Kate had the same thoughts but, hearing it from Bruce, she took offense. Didn’t he think she could rescue the park? And he didn’t even know about FedPat’s deadline. Realistically, could she help NC pull out of its downward spiral of fear and financial losses? It was a risk. But she’d taken risks before.
“Yes, we’re going to look at houses. Now pay attention.”
“Can’t we go on some rides today, instead?”
“You think it’s safe?”
“I don’t know. Is it?”
“How about a little confidence?” She pointed to a
photo of a sprawling ranch house. “Here, look at this house.”
He reached over and ran two fingers along her neckline, under the robe.
She pushed his hand away playfully. “Here’s a house in Polk. You’ve never been there. Take a look.”
He put his hand back where it had been. “Kate how can we really be serious about this? Besides, we haven’t even sold the condo.”
“We can afford it. Max’s giving me a low-cost loan and a bonus.”
Bruce pulled his hand away and sat up. “A signing bonus? You didn’t tell me about that. And a home loan?”
“Yes.”
“Polk is kind of a small town, isn’t it?”
“What, are you interested in house hunting all of a sudden?”
“I always was.”
“Yes, Polk is a small town. We’ll look in Flagstaff first.”

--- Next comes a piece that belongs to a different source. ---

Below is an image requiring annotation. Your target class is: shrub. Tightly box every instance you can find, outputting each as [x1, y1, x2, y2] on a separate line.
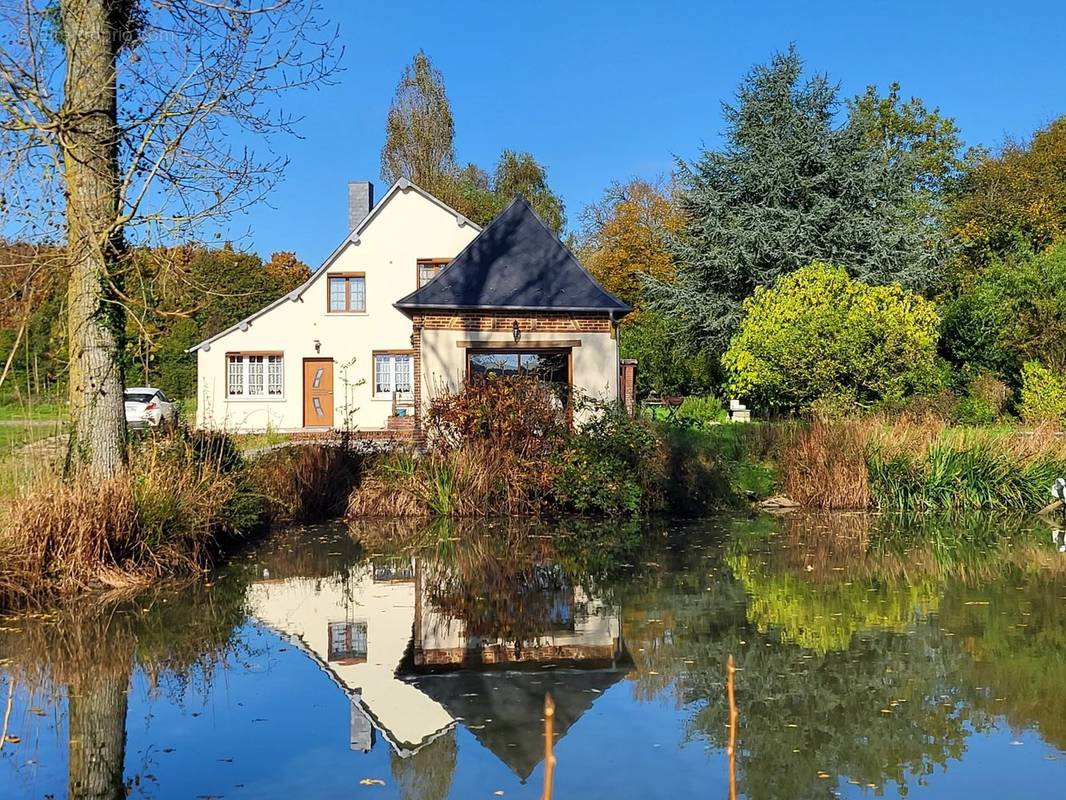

“Yes, Flagstaff.” Bruce pulled the real estate guide off Kate’s lap.
***
“It’s Saturday. Why did you have to work all day today?” Hank Deming looked up from his chair in the family room. “Can’t you speak to somebody? You shouldn’t have to be a cabbie when you’re doing this detective work.”

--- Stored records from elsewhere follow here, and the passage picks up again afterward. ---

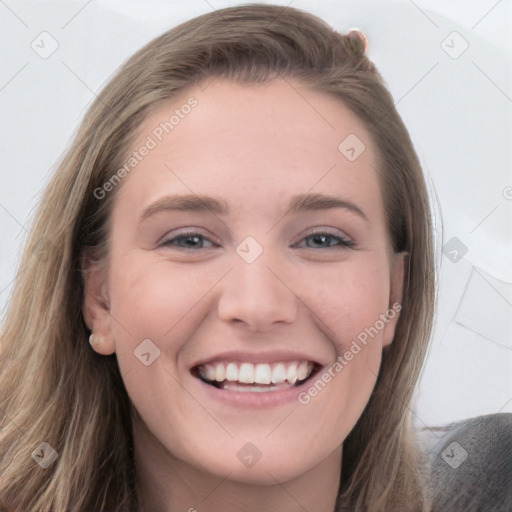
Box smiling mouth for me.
[192,361,320,393]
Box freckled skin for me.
[86,79,404,511]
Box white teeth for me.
[297,361,308,380]
[238,363,254,384]
[286,363,297,384]
[254,364,272,384]
[272,363,286,384]
[226,363,238,382]
[199,361,313,384]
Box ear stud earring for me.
[89,333,105,349]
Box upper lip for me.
[191,350,323,368]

Lyle had just returned from work. He had walked in the door, twirling his hat with two fingers. His father’s expression stopped him. “Dad, I’ve always worked Saturdays. It’s fun. You know I like the cab.”
He and his father had had this conversation before. Lyle sighed to himself and walked to his bedroom to change. When he was dressed in comfortable jeans and a knit shirt, he glanced at his desk to see if his father had brought in the mail.
In a corner was the stack of Federal Patrician Insurance forms and letters. He had not looked at the mail from the Boston company in a couple of days; NC problems crowded insurance out of his mind.
“May as well get to it,” he said. He slid into his chair and pulled the stack of loathsome papers toward him. He opened the first envelope and started reading a message about which lab tests were covered by Sam’s policy. Halfway through, he stopped, mid-sentence. He let go of it and the letter seemed to float on the top of his desk. He stared at the logo in the upper left corner. “Son of a bitch.” He grabbed the letter, stood up, and for a moment didn’t know what to do. “Dad--” he started to say, but his dad wouldn’t care. “Son of a bitch.”